剣を手にした包帯の軍人と、すぐ後ろでへたり込んで震える女。
その周囲で斃れて動かない部下達。
軍人がこちらに鋭い目を向ける。
ゾッと背筋に悪寒を感じ、ダークエルフは咄嗟に呪文を唱えた。
「【光熱の領域、第三の段位。炎は塊り球となる。球の炸裂は敵を焼き払う】――ファイアーボール!」
火の玉が生まれ、軍人へと飛ぶ。それは狙い過たず相手を捕らえ、爆発した!
だが炎の中から軍人が出てくる。
包帯が燃え落ちていた。
その下の肌が露出している。
ケガなどどこにも無い。
白い肌を覆うのは……毒々しい苔のような物に覆われた、植物の外皮のような皮膚!
毒草がごとき肌を露わにしたアーロンが、憎悪に満ちた視線を炎の中からダークエルフに向けた。
数刻後。
アーロンは土木作業用のケイオス・ウォリアーに乗り、村を離れた。
村は無人である。もう誰もいない。
襲撃者も、村人も。生きている者はもう誰も。
操縦席の後ろで、ベアーテは一人、薄っすら涙を浮かべて歯を噛みしめていた。
設定解説
【異界流】
この世界で生物が発揮する精神・生命の融合した内的パワー。
その源は次元の力の切れ端。
世界に存在する者達は、存在するというだけで物理的・霊的にエネルギーを持つ。
だが異世界から召喚された者には、この世界に存在する事で持つエネルギーに、元の世界から持ち込んだエネルギーを加えて有する者——いわば二重にエネルギーを持つ者がいる。

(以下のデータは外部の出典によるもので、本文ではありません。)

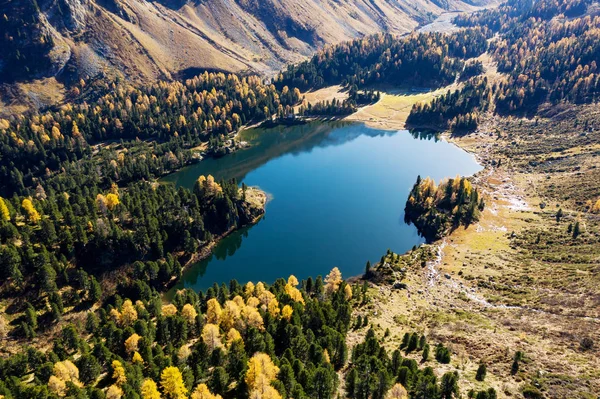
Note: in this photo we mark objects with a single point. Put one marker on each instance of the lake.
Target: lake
(337, 192)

当然エネルギー総量は格段に上がり、結果、それだけ高い能力を発揮するという事になる。元の世界ではうだつの上がらない凡人だった者が、短期間の修業で剣の達人や高位の魔術師となれるのだ。
そういった者達が【聖勇士】と呼ばれて重宝されてきた。
それもあってこの時代の召喚魔法は【異界流】をある程度以上もつ者を条件に召喚するよう設定されている。